## Section: New Results

### Imaging and inverse problems

#### Quasi-reversibility

Participants : Laurent Bourgeois, Jérémi Dardé, Éric Lunéville.

We have continued our works on the method of quasi-reversibility to solve second order ill-posed Cauchy problems for an elliptic equation (as they appear in standard inverse problems). This constitutes part of the subject of the PhD thesis of J. Dardé. In particular, we have developped a new strategy to identify obstacles in a domain from partial Cauchy data on the boundary of such domain. This strategy uses a coupling between the method of quasi-reversibility and a level set method. Too types of level set method have been studied in the case of an obstacle which is characterized by a Dirichlet boundary condition u = 0 . The first one relies on the solution of an eikonal equation, while the second one relies on the solution of a simple Poisson equation. The second one turns out to be particularly easy to implement and very efficient. Some theoretical justifications have been provided for each method. We have also extended this strategy to the case of non standard boundary conditions such as |u| = 1 . Such condition arises in the field of mechanical engineering, precisely in the problem of identification of plastic zones from simultaneous measurements of displacements and forces on the boundary. A promising application is the Non Destructive Evaluation of cracks in elastoplastic media.

#### Linear sampling Method

Participants : Laurent Bourgeois, Frédérique Le Louër, Éric Lunéville.
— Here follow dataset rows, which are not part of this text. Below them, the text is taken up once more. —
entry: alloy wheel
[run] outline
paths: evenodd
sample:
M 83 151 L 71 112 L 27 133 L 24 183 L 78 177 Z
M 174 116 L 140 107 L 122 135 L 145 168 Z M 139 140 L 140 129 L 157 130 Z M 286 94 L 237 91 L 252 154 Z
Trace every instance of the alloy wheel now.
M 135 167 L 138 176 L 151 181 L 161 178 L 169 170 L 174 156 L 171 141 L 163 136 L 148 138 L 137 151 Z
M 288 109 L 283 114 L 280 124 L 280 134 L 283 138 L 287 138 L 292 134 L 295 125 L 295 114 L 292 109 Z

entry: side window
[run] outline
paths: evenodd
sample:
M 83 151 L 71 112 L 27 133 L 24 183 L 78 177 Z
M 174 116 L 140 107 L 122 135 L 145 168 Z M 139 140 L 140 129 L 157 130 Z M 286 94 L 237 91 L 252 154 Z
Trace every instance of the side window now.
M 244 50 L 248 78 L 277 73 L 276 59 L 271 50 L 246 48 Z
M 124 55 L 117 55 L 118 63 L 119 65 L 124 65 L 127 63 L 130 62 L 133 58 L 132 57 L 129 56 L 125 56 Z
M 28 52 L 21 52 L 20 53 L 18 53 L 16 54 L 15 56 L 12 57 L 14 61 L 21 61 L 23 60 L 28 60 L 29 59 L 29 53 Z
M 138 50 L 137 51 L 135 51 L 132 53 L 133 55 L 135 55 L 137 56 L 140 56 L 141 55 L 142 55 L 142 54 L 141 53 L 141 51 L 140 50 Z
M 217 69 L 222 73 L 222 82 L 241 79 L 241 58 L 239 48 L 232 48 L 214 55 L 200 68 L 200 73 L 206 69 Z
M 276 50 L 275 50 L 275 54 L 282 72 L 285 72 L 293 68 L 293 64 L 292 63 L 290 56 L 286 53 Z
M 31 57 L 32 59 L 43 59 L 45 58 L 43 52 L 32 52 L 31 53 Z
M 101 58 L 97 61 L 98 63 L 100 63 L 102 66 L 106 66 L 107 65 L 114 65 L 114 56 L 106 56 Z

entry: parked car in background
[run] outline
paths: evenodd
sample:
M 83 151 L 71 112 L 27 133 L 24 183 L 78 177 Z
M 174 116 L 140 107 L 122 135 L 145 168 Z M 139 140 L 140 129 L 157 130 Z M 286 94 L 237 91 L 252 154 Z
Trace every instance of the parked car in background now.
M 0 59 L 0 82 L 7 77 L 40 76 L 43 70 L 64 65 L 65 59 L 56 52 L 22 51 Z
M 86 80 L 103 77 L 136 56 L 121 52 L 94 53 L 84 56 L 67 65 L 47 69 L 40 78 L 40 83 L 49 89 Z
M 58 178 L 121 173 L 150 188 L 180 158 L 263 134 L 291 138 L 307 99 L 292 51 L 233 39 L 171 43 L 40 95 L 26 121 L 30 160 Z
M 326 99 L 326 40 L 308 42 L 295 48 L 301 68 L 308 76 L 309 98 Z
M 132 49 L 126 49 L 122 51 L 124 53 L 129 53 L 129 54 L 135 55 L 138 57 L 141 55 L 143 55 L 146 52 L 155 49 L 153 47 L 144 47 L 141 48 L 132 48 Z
We aim at extending some previous work concerning the Linear Sampling Method in an acoustic waveguide to the case of an elastic waveguide. This constitutes the subject of the Post Doc of F. Le Louër and we have begun the first investigations. The main challenge relies on the fact that we can no longer use a family of transverse modes in order to project the displacement field. One possibility consists in using a family of two vector fields formed with particular combinations of displacement and stress components, for which a bi-orthogonality relationship in the transverse section has been proved (Fraser relationship). We hence expect to use propagating modes based on these vector fields as incident waves and the corresponding scattered waves measured at long distance in order to retrieve unknown obstacles, in the framework of the Linear Sampling Method.

#### Identification of generalized boundary conditions

Participants : Laurent Bourgeois, Nicolas Chaulet, Houssem Haddar.

This work is a collaboration between POEMS and DEFI projects and constitutes the subject of the PhD thesis of N. Chaulet. In the context of acoustics in the harmonic regime, we have first considered the problem of identification of some Generalized Impedance Boundary Conditions (GIBC) at the boundary of an object (which is supposed to be known) from far field measurements associated with a single incident plane wave at a fixed frequency. The GIBCs are approximate models for thin coatings or corrugated surfaces. We have addressed the theoretical questions of uniqueness, stability, as well as the numerical reconstruction of these boundary parameters.